Though scarred by Peggy's abandonment, he enjoys the fickle tastes and prejudices of a privileged college boy. His younger sister, raised as a poor African American, is street smart with uncompromising ethics.The farce that ensues, when she and her African American auto-didact boyfriend unknowingly meet her brother at a Halloween frat party is hilarious. A day in court climaxes with an impromptu family reunion. Pretensions and hypocrisy of both Black and White cultures fall equally on Zinc's satiric chopping block.

Zinc has a brittle optimism that all will work out and somehow it does. Peggy's daughter is independent, clever and wise beyond her age, while Lee's parenting makes their son an upper crust boy with an unaffordable social conscience. Like Twain's two boys switched at birth, the destiny of Zinc's siblings has more to do with their ostensible places in the world than character. But in a final twist, she plays the trump card of genetics. This is a very funny, sly novel.

Arthur Pepper's rabbit hole is the brown suede boots of his deceased wife . When he looks down them and discovers an unknown jewelry box, his life will never be the same. Widower Pepper has hidden in his apartment, still emotionally disconnected a year after his wife's death. He's lost himself in grief, the disruption of predictable habits. Hers echoed his own so how could he have had no inkling of this shiny bracelet, not her kind of thing at all--and the intriguing charms dangling from it?

They become clues to his wife's secret life before marriage. Each charm sends him on an adventure that challenges his assumptions about his wife and his notions of life. As the novel begins, Pepper's a 69 year old British pensioneer, a retired locksmith,who scarcely leaves his house. Besides his distant daugher, Lucy, visitors are few, except a neighborhood do-gooder, who leaves savory pastries on his step.

Only when Lucy tells him it's time to clear out his wife's things, does he stir himsel. Unexpectedly, he's fascinated by the charm bracelet. Pepper examines a gold elephant with a glittering green eye and finds a phone number in India. He can't resist the call and is shocked to learn his homebody wife was once a nanny in India--still beloved by the man who was once her charge.

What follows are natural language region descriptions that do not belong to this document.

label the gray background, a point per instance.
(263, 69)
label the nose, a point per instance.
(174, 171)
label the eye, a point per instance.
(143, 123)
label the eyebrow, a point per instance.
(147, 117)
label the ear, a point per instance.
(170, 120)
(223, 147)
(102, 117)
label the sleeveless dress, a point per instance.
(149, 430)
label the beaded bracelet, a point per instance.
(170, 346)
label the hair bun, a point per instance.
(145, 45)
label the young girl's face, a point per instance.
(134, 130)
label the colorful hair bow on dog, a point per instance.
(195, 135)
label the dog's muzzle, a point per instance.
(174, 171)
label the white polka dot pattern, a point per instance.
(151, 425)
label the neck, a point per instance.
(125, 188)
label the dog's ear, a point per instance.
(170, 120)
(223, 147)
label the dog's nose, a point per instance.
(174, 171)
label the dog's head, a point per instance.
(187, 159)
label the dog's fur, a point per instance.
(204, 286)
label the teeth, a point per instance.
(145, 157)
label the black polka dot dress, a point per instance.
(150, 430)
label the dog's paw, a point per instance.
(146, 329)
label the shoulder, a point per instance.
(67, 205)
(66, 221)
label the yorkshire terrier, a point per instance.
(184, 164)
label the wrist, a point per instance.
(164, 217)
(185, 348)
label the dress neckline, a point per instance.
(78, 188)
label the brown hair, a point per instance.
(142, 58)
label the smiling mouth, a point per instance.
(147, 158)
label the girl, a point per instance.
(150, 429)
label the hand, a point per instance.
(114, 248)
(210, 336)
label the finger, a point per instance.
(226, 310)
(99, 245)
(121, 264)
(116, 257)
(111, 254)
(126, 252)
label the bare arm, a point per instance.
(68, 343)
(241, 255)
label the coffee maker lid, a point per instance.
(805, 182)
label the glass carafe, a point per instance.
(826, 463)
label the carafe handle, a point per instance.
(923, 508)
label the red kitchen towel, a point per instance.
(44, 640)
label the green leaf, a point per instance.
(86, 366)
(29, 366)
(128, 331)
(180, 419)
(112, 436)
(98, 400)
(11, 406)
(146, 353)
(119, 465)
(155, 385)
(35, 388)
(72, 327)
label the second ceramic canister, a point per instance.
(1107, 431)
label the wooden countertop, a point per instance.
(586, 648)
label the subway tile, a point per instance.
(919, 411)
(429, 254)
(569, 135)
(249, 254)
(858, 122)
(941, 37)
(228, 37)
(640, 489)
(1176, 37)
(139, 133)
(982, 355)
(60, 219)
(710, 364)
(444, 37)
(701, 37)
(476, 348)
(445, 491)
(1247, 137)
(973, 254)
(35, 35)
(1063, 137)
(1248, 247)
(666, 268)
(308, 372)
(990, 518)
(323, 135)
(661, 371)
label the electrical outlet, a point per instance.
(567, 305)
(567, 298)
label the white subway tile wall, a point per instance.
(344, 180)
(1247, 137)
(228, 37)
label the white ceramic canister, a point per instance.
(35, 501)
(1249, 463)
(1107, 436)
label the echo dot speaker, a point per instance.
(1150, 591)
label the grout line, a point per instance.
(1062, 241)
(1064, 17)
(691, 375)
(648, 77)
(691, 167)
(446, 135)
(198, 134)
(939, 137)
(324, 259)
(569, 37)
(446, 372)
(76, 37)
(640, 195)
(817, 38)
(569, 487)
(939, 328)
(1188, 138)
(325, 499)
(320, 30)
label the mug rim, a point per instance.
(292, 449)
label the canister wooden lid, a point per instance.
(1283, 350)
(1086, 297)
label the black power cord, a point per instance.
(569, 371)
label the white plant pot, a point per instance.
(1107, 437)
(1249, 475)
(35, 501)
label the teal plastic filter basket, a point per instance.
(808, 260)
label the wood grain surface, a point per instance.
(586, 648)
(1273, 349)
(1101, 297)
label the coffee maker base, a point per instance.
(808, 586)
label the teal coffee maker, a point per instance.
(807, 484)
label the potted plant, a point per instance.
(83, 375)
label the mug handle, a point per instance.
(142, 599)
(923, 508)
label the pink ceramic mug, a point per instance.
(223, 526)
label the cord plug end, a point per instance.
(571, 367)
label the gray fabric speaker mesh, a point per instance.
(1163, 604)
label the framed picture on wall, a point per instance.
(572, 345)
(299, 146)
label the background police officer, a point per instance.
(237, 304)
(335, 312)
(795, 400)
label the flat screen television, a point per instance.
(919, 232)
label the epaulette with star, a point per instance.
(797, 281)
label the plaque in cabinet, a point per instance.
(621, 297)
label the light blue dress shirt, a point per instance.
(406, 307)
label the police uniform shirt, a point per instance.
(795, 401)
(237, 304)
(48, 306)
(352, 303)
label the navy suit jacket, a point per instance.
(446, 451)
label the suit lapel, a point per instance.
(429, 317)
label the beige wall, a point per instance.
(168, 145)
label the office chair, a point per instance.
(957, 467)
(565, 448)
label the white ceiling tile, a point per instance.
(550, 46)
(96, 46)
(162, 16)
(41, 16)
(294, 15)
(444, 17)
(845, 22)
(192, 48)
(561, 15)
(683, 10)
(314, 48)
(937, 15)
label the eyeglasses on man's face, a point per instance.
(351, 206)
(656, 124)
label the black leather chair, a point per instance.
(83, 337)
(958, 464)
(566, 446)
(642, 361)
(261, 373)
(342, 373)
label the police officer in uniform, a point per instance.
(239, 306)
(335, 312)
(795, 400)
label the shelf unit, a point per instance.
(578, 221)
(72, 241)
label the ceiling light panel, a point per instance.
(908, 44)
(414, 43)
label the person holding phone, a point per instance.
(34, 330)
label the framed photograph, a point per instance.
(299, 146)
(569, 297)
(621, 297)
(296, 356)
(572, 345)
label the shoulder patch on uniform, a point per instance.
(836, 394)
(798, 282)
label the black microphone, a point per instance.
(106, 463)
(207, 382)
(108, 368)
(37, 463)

Pepper pursues the other charms and discovers a mysterious and exciting woman, he never knew. His wife was mixed up with exotic tigers, lords with harems, a famous poet, artists, French couture and other wonderlands. Searching her out, Pepper starts to find himself. Like Alice in the room with the key, who is first too big, then too small, he has to change to enter his wife's world.

He becomes a risk-taker, an adventurer with the courage to face the unknown. Whether robbed in the Tube, facing down tigers, sheltering with a street musician, or encountering a night of Parisian romance, Pepper follows his quest. Alice drank her tea with the mad hatter amid broken clocks, Arthur Pepper embraces disconcerting unpredictable life and surprising people behind the mundane illusion of daily life. Revelation engages him.

This sweet U.K. novel of life's possibility, at any age, is much the anecdote to the ageism so prevalent in U.S. culture. Arthur Pepper, like Alice, returns to his everyday world, where everything is changed and the same. It's a happy ending with a new beginning. Novels like these two make us think about discovery and self-knowledge, no matter how tumultuous our times.